Yet another day of pain in the back in the region of my kidney. After i had my attack first thing in the morning i decided to try and go back to sleep and unlike many times before where i have struggled to get back to sleep i managed to fall straight to sleep as soon as my head laid down on the pillow again. I then woke up at 8 am thinking i should be ok for the day only to start getting the pains in my back again. I thought i had got over the infection or whatever it was causing it but i was wrong and by yesterday evening i was in agony once again. This time around i am having trouble going to the toilet normally and have had to resort to laxatives so that i can get rid of some of the wind that is building up in my stomach and making me feel like a balloon. I can’t believe i am still suffering from the same infection. Surely after 2 lots of antibiotics and loads of pain killers it should be easing by now but it seems like its getting worst than ever.
I managed to stay in bed all morning this time and wasn’t woken by the beast this morning. It’s nice to actually have a lay in till 8 am and not feel exhausted all the time. I am still getting aches in my back and again in the region of my right kidney. I have tried going to the toilet this morning and am still having problems. So again i have resorted to taking a laxative this morning and hopefully that will help me to pass some of the wind that is making my belly swell up. It is possible all this pain i am getting is due to trapped wind but i can’t see it being that as the pain is slightly different to that when i have wind. Every now and again i will get a stabbing pain where the kidney is located on the right side followed by a feeling of slight pressure and ache.
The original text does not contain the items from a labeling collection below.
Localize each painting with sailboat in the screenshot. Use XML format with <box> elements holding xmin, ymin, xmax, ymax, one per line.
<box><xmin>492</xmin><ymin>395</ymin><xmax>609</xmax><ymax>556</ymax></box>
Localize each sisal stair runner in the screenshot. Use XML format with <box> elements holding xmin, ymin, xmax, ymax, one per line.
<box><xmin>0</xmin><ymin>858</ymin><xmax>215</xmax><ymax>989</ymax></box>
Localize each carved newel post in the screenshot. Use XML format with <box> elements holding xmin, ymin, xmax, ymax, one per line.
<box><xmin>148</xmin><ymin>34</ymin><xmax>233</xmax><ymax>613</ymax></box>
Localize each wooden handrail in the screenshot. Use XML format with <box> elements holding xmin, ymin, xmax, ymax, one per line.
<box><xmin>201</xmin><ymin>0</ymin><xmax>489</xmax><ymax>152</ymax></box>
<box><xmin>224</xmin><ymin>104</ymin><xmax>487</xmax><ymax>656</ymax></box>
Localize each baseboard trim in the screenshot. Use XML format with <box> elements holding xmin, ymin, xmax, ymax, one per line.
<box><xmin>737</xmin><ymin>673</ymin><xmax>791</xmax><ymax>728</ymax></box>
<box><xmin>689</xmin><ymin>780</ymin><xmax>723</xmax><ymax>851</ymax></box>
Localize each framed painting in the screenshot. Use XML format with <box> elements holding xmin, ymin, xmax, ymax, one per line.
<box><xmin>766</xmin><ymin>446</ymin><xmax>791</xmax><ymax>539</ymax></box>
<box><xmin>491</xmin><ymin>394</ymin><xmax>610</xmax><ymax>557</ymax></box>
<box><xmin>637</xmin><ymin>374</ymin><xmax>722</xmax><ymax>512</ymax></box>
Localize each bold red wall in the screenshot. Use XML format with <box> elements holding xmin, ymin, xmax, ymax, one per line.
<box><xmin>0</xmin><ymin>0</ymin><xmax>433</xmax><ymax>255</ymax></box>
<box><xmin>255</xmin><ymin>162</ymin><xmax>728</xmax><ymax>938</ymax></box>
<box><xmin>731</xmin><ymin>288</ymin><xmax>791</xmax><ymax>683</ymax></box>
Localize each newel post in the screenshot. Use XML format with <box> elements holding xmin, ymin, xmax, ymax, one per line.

I am also getting pain in the shoulder blade area on the left today but this could be that i have laid awkward in my sleep or have got a chill in the shoulder. I can’t work out what on earth is going on.
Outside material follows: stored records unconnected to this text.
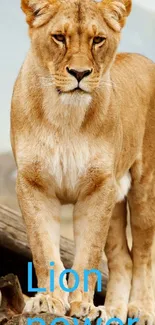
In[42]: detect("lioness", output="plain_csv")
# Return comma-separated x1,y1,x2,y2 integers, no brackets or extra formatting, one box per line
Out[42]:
11,0,155,325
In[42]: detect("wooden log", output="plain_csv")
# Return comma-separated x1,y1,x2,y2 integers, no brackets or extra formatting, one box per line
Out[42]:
0,204,108,296
5,314,84,325
0,274,25,324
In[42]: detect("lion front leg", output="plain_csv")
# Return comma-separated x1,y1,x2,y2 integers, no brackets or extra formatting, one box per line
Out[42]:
17,174,69,316
128,168,155,325
69,177,115,321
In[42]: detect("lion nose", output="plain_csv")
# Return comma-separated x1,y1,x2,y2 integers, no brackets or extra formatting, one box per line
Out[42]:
67,67,92,82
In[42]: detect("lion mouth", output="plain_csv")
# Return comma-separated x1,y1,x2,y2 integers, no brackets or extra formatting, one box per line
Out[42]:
57,86,86,95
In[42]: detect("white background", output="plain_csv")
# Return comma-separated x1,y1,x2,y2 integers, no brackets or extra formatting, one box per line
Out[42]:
0,0,155,152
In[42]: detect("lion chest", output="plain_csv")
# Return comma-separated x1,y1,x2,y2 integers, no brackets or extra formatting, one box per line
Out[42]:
51,139,94,190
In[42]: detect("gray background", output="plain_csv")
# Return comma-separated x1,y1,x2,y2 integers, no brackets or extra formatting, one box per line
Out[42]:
0,0,155,152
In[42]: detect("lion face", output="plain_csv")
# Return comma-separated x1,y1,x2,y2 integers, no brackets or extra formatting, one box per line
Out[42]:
22,0,131,95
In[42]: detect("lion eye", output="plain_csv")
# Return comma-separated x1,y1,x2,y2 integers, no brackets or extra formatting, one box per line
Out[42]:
52,34,66,43
93,36,106,44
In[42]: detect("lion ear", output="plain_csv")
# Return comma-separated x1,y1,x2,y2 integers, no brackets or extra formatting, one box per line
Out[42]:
99,0,132,32
21,0,51,27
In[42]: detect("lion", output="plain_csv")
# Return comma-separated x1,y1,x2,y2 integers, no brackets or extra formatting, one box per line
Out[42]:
11,0,155,325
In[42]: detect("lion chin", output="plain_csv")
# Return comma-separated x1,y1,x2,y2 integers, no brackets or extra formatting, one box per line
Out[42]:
60,91,92,109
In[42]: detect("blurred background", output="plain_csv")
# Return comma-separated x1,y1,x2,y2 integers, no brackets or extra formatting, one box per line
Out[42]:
0,0,155,238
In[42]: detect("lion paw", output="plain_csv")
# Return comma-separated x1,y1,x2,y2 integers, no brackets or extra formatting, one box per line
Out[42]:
106,303,127,324
23,294,70,316
70,301,107,323
128,302,155,325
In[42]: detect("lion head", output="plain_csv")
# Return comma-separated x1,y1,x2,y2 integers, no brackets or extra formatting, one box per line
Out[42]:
21,0,131,95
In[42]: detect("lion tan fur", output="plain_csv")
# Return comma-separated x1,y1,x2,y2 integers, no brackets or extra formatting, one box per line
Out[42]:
11,0,155,325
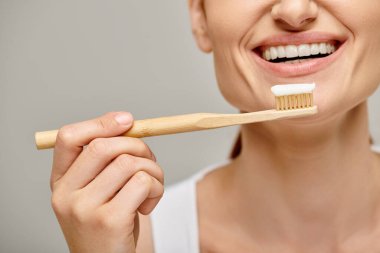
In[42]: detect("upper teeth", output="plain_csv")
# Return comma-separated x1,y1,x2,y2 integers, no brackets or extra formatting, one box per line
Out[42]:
263,43,336,61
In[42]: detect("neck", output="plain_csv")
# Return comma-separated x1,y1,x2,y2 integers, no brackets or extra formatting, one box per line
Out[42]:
229,103,379,248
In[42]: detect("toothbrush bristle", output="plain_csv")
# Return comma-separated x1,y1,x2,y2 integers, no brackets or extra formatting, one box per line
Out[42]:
276,93,314,111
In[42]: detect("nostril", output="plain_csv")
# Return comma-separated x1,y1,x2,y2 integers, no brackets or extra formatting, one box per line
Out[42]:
271,0,319,31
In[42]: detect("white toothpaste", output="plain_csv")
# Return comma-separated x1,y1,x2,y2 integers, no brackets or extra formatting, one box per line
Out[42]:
271,83,315,97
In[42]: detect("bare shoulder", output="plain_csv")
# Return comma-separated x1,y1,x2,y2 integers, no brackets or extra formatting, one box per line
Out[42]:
136,214,154,253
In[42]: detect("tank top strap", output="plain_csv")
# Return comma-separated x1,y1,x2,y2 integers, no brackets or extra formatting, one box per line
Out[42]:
150,162,226,253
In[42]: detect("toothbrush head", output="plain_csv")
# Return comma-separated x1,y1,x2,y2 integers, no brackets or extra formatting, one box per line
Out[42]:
271,83,315,111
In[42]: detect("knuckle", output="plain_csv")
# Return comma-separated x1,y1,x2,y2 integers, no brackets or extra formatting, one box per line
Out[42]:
70,201,88,224
87,138,109,157
57,125,76,146
68,194,90,224
93,209,122,230
116,154,136,169
135,171,152,187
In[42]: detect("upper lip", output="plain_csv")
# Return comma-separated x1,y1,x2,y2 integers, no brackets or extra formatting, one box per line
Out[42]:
251,32,346,50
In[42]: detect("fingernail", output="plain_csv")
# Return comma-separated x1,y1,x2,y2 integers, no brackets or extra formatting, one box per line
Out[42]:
115,113,132,126
151,152,157,162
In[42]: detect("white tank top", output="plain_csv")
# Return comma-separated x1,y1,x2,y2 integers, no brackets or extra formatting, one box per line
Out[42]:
151,146,380,253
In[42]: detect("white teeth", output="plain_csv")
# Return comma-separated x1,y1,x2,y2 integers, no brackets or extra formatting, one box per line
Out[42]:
319,43,327,54
310,43,319,55
285,45,298,58
270,47,278,60
298,44,310,57
264,50,271,61
276,46,286,58
262,43,336,61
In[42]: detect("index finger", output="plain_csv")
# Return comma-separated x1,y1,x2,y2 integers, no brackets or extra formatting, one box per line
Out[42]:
51,112,133,187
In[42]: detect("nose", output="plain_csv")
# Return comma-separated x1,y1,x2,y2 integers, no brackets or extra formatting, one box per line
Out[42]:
271,0,319,30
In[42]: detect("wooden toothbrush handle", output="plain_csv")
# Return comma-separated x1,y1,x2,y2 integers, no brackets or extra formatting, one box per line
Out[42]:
35,113,214,149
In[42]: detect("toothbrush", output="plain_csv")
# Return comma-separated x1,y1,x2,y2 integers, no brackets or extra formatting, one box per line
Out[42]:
35,83,318,149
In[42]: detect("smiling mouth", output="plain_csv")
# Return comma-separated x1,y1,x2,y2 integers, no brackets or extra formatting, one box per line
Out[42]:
254,41,341,64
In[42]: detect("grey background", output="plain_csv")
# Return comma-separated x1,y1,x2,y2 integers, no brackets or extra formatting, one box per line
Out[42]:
0,0,380,253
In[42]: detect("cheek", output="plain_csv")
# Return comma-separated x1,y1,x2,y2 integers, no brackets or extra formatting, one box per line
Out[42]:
341,0,380,100
206,0,273,111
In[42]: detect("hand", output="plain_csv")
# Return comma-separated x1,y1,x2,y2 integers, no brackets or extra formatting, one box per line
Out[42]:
51,112,164,253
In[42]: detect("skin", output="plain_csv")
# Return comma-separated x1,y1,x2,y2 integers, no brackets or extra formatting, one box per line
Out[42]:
51,0,380,253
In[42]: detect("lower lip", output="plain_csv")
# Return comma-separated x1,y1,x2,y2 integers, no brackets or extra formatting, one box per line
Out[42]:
252,43,346,77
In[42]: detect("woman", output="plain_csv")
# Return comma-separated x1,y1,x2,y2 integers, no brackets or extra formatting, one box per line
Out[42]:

I have never been this ill before and all these pains and aches have started appearing from nowhere. i have pain killers and tablets that i can take to ease the pains but its like nothing seems to help no matter what i do. Could it be something in my back that is causing all these pains like a trapped nerve or something wrong with the spine? If that's the case how on earth does that effect your bowls and bowl movement? Its all nothing but guess work at the moment as i am completely lost. I have been over the doctors 3 times now complaining of the same pain and explaining what is going on but its like the doctors are just not listening. I have explained it is in the kidney area but they insist on listening to the lungs every time. I have explained the pain and the constant ache and they have tested my urine for any infection but there is nothing there. they have also listened to my chest and confirmed whatever infection was there is now gone so it can’t be that.
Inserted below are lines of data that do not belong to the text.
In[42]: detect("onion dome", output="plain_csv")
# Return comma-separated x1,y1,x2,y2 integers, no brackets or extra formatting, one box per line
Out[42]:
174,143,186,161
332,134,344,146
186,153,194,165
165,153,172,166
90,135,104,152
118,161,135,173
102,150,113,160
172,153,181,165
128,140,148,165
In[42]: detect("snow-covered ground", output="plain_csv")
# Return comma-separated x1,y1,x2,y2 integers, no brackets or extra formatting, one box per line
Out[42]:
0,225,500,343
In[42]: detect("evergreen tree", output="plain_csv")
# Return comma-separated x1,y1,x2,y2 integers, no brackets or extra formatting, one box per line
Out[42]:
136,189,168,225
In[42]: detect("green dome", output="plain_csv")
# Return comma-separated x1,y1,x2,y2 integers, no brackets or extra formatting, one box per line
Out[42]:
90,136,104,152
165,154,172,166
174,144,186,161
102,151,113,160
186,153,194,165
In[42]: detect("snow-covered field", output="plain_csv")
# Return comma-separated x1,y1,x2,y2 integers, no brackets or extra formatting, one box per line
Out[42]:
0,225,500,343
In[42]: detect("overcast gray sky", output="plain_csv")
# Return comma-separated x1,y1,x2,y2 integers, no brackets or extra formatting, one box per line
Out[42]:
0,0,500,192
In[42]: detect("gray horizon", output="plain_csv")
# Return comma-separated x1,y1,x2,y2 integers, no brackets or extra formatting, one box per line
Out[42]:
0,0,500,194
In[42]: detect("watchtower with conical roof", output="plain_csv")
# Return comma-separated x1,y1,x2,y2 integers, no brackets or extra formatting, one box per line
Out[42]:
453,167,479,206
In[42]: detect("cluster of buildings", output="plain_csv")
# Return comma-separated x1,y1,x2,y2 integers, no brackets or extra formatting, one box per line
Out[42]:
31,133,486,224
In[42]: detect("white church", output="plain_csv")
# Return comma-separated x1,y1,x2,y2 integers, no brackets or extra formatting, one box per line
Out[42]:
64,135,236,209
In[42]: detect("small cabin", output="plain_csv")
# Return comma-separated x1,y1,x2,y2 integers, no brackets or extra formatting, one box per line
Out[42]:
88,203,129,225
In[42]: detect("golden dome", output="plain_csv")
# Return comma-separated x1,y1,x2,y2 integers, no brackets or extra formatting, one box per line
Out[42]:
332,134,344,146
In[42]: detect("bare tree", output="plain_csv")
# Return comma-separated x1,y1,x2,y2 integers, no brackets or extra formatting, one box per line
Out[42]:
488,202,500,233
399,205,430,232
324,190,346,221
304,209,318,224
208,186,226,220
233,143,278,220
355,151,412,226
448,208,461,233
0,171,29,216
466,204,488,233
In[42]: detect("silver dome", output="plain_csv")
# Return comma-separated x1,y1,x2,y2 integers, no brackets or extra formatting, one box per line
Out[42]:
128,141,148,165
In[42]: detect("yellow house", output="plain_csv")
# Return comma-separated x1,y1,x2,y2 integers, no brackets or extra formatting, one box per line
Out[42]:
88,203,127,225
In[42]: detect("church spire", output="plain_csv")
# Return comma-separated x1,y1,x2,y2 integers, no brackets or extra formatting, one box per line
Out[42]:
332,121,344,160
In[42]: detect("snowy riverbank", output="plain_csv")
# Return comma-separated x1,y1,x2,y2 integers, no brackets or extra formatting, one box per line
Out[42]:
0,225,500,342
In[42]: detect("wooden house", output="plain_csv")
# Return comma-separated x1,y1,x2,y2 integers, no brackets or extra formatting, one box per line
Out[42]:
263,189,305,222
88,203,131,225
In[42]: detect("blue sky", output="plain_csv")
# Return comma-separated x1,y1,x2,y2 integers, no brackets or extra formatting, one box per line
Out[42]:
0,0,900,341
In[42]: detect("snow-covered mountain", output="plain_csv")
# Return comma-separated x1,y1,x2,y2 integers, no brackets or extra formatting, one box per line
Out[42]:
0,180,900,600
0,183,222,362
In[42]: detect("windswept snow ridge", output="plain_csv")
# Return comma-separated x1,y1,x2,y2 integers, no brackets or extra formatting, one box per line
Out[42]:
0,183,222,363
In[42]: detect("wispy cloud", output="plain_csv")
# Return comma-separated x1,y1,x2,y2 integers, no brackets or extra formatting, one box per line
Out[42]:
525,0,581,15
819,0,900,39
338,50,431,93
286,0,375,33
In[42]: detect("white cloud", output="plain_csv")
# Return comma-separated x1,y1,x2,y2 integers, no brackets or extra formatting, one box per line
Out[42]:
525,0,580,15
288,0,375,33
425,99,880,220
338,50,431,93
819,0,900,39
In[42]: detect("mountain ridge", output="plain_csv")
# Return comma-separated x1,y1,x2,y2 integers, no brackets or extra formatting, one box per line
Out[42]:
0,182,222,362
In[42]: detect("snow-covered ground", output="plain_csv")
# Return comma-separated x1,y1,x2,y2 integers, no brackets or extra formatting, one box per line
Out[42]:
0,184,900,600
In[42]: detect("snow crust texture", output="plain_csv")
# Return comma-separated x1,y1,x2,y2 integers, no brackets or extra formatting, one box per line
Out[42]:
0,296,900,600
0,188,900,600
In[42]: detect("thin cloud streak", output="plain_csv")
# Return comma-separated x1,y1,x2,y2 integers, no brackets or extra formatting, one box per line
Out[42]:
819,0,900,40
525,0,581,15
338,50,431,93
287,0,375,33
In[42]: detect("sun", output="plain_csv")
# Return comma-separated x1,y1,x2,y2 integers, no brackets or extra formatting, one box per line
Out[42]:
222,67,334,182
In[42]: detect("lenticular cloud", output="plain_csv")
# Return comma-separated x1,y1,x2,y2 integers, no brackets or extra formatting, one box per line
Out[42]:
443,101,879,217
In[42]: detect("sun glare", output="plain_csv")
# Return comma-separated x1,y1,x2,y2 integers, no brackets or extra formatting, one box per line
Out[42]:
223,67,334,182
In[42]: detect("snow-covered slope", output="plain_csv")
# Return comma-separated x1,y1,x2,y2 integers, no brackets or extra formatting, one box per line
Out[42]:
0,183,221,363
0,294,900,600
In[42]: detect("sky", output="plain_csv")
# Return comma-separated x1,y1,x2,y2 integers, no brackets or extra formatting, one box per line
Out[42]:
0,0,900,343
The doctor seemed to think that the pain is due to the muscles hurting and aching after having such a nasty infection and said i could have strained it from having a chest infection from coughing etc. I have tried to explain i didn’t have a chest infection, i didn’t have any problems with my breathing and i certainly didn’t have any cough, mucus or blockage. Why they insist on thinking this way i don’t know but there is definitely something going on. With regards to my attacks, the best is back and i am again getting a couple of attacks per day, every day and now that i have stopped the Verapamil i am just hoping they don’t come back as bad as they were during the winter. The warmer weather should be arriving in the next couple of weeks as we had a nasty cold spell decided to remind us how cold winter can be and it will take a little while before the weather improves enough to have a significant effect on my attacks.
All i know is i am getting some strong pains in the back and kidney area on the right, no matter what pain killers i take it doesn’t help. I have a problem going to the toilet and passing wind but apart from that i don't have any other signs to say there is something wrong with my health. I am starting to believe i am turning into a hypochondriac or similar and imagining these thing. That's one painful imagination i have suddenly acquired and just wish it would go away. Its hard enough trying to deal having attacks all the time with out having to worry about something else going on. I am at the hospital on Tuesday for my x-ray on the lung so hopefully that will shed some light on the matter but if this is not gone within the next week i will have to go and see a different doctor as the ones that i am seeing are useless and don’t seem to listen to what i am telling them. Its not the first time the doctor has ignored what she was being told as she did it with my mother who then went on to find out she had cancer in the kidney and is now waiting an operation to have the kidney removed. lets just hope mine is something to do with the muscles and the back and nothing else.